If you are insulted, smile meekly. Don’t break your cover.
Be afraid. This is information about the world.
You are valuable. Push yourself.
Take the easiest way out whenever possible. Resist curiosity, pride, and the temptation to defy limits. You are not your own woman and must be built to last.
Indulge hatred. Action comes from the heart.
Pray often. How else can you quarrel with God?
- Part 8, Chapter 9 (p. 191)
- As my mother once said: The boys throw stones at the frogs in jest.
But the frogs die in earnest.
- Part 8, Chapter 10 (p. 196) (This is a direct translation of the German poet Erich Fried's text "Humorlos" (Without Humor, 1967) https://msu.edu/~sullivan/FriedHumorlos.html.
- Remember: I didn’t and don’t want to be a “feminine” version or a diluted version or a special version or a subsidiary version or an ancillary version, or an adapted version of the heroes I admire. I want to be the heroes themselves.
What future is there for a female child who aspires to being Humphrey Bogart?
- Part 9, Chapter 4 (p. 206)
- In the field of science fiction or fantasy, morality—when it enters a book at all—is almost always either thoughtlessly liberal (you can’t judge other cultures) or thoughtlessly illiberal (strong men must rule) or just plain thoughtless (killing people is bad).

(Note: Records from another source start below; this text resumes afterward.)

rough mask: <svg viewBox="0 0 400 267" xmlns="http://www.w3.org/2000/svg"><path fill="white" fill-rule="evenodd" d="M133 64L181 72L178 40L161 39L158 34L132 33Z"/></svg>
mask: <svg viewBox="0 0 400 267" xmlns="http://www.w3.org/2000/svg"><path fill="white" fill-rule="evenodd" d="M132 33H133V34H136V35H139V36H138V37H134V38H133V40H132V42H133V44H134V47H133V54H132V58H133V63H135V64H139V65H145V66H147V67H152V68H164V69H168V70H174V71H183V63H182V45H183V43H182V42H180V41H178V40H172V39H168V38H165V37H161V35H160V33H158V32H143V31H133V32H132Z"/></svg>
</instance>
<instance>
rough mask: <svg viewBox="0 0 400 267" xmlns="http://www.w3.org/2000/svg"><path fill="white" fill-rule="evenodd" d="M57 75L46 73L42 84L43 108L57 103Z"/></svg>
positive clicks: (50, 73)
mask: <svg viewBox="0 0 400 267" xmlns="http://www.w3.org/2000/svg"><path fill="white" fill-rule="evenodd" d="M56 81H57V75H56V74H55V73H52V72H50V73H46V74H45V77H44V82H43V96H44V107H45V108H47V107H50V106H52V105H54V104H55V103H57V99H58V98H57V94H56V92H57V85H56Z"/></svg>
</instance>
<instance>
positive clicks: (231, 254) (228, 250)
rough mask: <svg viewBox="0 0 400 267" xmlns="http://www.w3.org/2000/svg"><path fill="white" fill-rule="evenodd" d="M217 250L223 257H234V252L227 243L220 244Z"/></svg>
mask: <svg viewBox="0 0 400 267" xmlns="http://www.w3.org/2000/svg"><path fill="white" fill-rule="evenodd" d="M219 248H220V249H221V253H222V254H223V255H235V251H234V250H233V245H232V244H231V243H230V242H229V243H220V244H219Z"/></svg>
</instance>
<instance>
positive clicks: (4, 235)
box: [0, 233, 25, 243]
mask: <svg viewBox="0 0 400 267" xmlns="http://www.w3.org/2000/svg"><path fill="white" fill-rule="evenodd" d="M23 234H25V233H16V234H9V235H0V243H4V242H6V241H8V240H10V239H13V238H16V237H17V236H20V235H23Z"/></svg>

- "Books" (review column), The Magazine of Fantasy and Science Fiction, December 1968
- Perhaps it’s because I was brought up with no religion at all that I detest the science-fiction tropism towards re-writing Christianity from what one might call the village-atheist point of view. Although (Robert Sheckley's) “Budget Planet” and Fritz Leiber’s “One Station on the Way” are colorful and active enough, there seems to me to be no point in flogging dead fundamentalist doctrines so late in the day.
- "Books" (review column), The Magazine of Fantasy and Science Fiction, January 1970
- Only those who have reviewed, year in and year out, know how truly abominable most fiction is.
- "Books" (review column), The Magazine of Fantasy and Science Fiction, November 1979
Quotes about Joanna RussEdit
- All my early fiction tends to be rather male-centered. A couple of the Earthsea books have no women in them at all or only marginal woman figures. That's how hero stories worked; they were about men. With the exception of just a few feminists like Joanna Russ, science fiction was pretty much male-dominated up to the 1960s. Women who wrote in that field often used pen names.